To determine the values of \( p \) and \( q \) for which the system of equations has no solution, we will analyze the given equations: 1. \( 2x + py + 6z = 8 \) (Equation 1) 2. \( x + 2y + qz = 5 \) (Equation 2) 3. \( x + y + 3z = 4 \) (Equation 3) For a system of linear equations to have no solution, the determinant of the coefficients must be equal to zero. We will set up the determinant using the coefficients of \( x \), \( y \), and \( z \) from the equations.

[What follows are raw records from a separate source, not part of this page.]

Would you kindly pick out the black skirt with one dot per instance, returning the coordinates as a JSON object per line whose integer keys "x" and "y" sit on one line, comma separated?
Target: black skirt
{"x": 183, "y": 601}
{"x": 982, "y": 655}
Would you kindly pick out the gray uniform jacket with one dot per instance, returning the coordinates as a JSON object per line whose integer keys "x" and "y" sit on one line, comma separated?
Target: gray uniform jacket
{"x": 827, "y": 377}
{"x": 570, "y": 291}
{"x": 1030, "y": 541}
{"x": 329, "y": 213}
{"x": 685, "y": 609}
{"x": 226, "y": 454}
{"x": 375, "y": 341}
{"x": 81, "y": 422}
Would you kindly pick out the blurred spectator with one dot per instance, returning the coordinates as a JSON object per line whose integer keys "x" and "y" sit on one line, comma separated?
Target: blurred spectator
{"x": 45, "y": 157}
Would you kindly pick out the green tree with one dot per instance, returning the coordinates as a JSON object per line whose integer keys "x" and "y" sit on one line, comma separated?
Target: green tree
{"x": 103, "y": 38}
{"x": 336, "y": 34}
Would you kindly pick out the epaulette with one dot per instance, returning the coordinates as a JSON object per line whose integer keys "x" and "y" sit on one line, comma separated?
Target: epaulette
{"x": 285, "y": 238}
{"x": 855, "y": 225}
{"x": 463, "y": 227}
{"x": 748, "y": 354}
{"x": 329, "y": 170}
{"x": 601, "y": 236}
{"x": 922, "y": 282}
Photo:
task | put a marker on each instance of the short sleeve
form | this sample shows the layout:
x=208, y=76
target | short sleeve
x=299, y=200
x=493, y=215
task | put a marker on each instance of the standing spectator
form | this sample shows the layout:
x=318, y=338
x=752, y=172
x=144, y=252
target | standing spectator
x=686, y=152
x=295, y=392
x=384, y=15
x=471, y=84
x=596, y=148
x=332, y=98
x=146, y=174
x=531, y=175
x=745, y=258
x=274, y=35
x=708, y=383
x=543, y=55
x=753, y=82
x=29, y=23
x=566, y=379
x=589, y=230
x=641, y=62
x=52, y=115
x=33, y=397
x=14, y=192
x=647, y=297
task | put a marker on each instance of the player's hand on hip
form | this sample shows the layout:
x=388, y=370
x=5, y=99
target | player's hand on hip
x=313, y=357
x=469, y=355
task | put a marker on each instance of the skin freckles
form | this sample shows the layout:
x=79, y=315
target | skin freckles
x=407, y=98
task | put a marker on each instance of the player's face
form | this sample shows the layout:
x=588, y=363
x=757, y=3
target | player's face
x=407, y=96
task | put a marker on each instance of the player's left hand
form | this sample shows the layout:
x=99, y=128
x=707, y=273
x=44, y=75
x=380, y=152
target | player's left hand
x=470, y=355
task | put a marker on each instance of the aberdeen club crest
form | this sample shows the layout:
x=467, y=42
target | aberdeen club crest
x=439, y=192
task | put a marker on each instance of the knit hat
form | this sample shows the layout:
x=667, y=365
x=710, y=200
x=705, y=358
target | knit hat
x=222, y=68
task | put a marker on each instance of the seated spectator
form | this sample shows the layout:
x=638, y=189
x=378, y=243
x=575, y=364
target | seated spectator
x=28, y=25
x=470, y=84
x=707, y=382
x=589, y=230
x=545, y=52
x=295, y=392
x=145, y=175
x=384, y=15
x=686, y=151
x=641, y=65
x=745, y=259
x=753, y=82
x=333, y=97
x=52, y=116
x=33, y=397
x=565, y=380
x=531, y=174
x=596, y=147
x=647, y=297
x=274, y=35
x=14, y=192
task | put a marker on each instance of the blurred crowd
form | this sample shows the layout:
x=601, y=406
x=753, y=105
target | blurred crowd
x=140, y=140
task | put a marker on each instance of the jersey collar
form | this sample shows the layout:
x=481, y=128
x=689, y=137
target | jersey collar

The coefficient matrix is: \[ \begin{bmatrix} 2 & p & 6 \\ 1 & 2 & q \\ 1 & 1 & 3 \end{bmatrix} \] The determinant of this matrix can be calculated using the formula for the determinant of a 3x3 matrix: \[ \text{Det} = a(ei - fh) - b(di - fg) + c(dh - eg) \] Where: - \( a = 2, b = p, c = 6 \) - \( d = 1, e = 2, f = q \) - \( g = 1, h = 1, i = 3 \) Calculating the determinant step by step: 1. **Calculate \( ei - fh \)**: \[ ei = 2 \cdot 3 = 6 \] \[ fh = q \cdot 1 = q \] \[ ei - fh = 6 - q \] 2. **Calculate \( di - fg \)**: \[ di = 1 \cdot 3 = 3 \] \[ fg = q \cdot 1 = q \] \[ di - fg = 3 - q \] 3. **Calculate \( dh - eg \)**: \[ dh = 1 \cdot 1 = 1 \] \[ eg = 2 \cdot 1 = 2 \] \[ dh - eg = 1 - 2 = -1 \] Now substituting these into the determinant formula: \[ \text{Det} = 2(6 - q) - p(3 - q) + 6(-1) \] Expanding this gives: \[ \text{Det} = 12 - 2q - 3p + pq - 6 \] \[ = pq - 3p - 2q + 6 \] Setting the determinant to zero for the system to have no solution: \[ pq - 3p - 2q + 6 = 0 \] Rearranging this, we can factor it: \[ pq - 3p - 2q + 6 = (q - 3)(2 - p) = 0 \] This gives us two equations: 1. \( q - 3 = 0 \) → \( q = 3 \) 2. \( 2 - p = 0 \) → \( p = 2 \) Thus, the values of \( p \) and \( q \) for which the system has no solution are \( p = 2 \) and \( q = 3 \). ### Final Answer: The correct option is (d) \( p = 2, q = 3 \).